Qui chiama intorno a sé quella che definisce la “mia famiglia cinematografica”, gli attori con cui condivide per un motivo o per un altro un lungo sodalizio artistico (tra gli altri Roberto Herlitzka, il figlio Pier Giorgio, Alba Rohrwacher e Filippo Timi) per raccontare due storie lontane cinque secoli l’una dall’altra che in realtà non si intersecano tra loro né si susseguono: nel senso che ne comincia una, dopo metà film ne parte un’altra che nel finale lascia di nuovo il posto alla precedente. Unico denominatore comune, la cittadina di Bobbio dove il regista è nato e spesso torna, in val Trebbia, provincia di Piacenza ma molto vicina a Genova.
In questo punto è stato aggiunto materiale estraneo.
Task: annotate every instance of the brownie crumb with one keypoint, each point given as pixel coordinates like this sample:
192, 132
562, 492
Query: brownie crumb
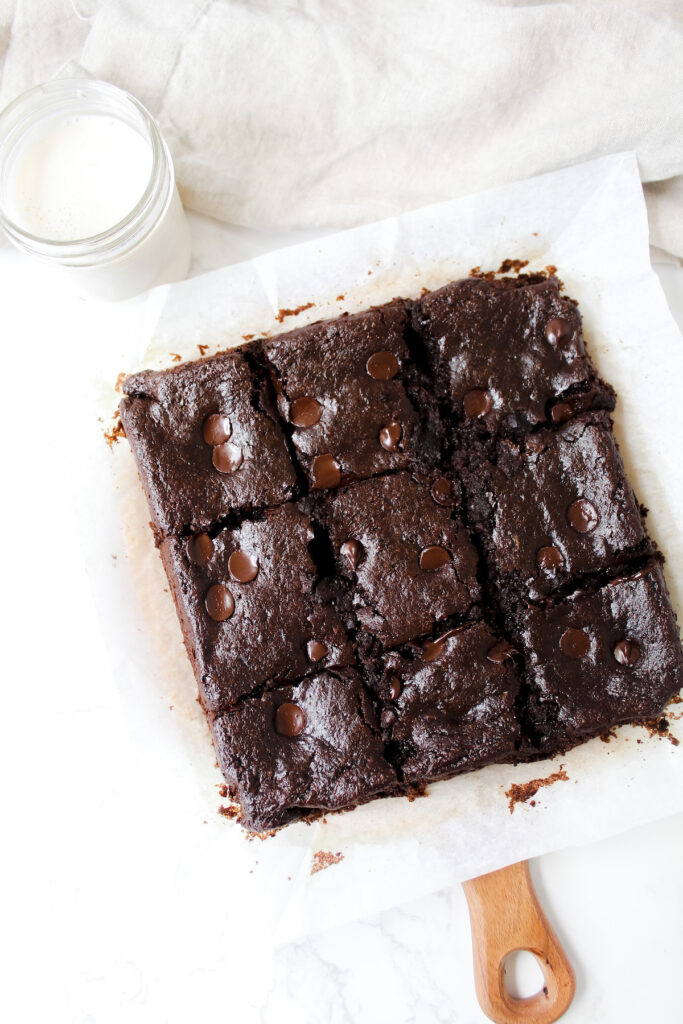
512, 264
118, 431
323, 859
521, 793
282, 313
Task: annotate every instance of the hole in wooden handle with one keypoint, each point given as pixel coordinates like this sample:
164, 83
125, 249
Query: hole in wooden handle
506, 916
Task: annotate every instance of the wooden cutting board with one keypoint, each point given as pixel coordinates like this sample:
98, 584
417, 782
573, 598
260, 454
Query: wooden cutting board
506, 915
Nella prima storia, ambientata nel Seicento, che qualche spunto pur lo deve alla monaca di Monza, Federico, giovane uomo d’armi, viene spinto dalla madre a recarsi nella prigione convento di Bobbio dove suor Benedetta è accusata di stregoneria per aver sedotto Fabrizio, fratello gemello di Federico, e averlo indotto a tradire la sua missione sacerdotale. La madre preme affinché Federico riabiliti la memoria del gemello, ma anche lui viene incantato da Benedetta che sarà condannata alla prigione perpetua e murata viva.
La seconda si snoda ai giorni nostri quando al portone dello stesso convento trasformato poi in prigione e apparentemente abbandonato bussa un sedicente ispettore ministeriale accompagnato da un miliardario russo che lo vorrebbe acquistare. In realtà, quel luogo è ancora abitato da un misterioso Conte che occupa abusivamente alcune celle dell’antica prigione e che si aggira in città solo di notte. La presenza dei due forestieri mette in agitazione l’intera comunità di Bobbio che sotto la guida del Conte tenta di vivere, grazie a frodi e sotterfugi, ostacolando in ogni modo la modernità che avanza inesorabilmente. Ma il nuovo è migliore del vecchio?
Il film, non c’è dubbio, dividerà e farà discutere. Quello che disorienta di più non è tanto la costruzione con queste due storie così differenti l’una dall’altra quanto il registro drammaturgico scelto per rappresentarle, totalmente diseguale: una con tutta la drammaticità che impone un processo di tipo inquisitorio, l’altra utilizzando invece toni surreali e grotteschi per sottolineare la corruzione strisciante dell’Italia di oggi. Una scelta che finisce per far perdere consistenza al desiderio di creare un possibile parallelismo tra potere ecclesiastico e potere politico. Se proprio vogliamo fare un complimento al regista possiamo dire che si può considerare come un’opera sperimentale, come tante ne diresse all’inizio della carriera, a cominciare da ‘I pugni in tasca’, anche quello girato a Bobbio. Ma non so se Bellocchio ne sarebbe contento.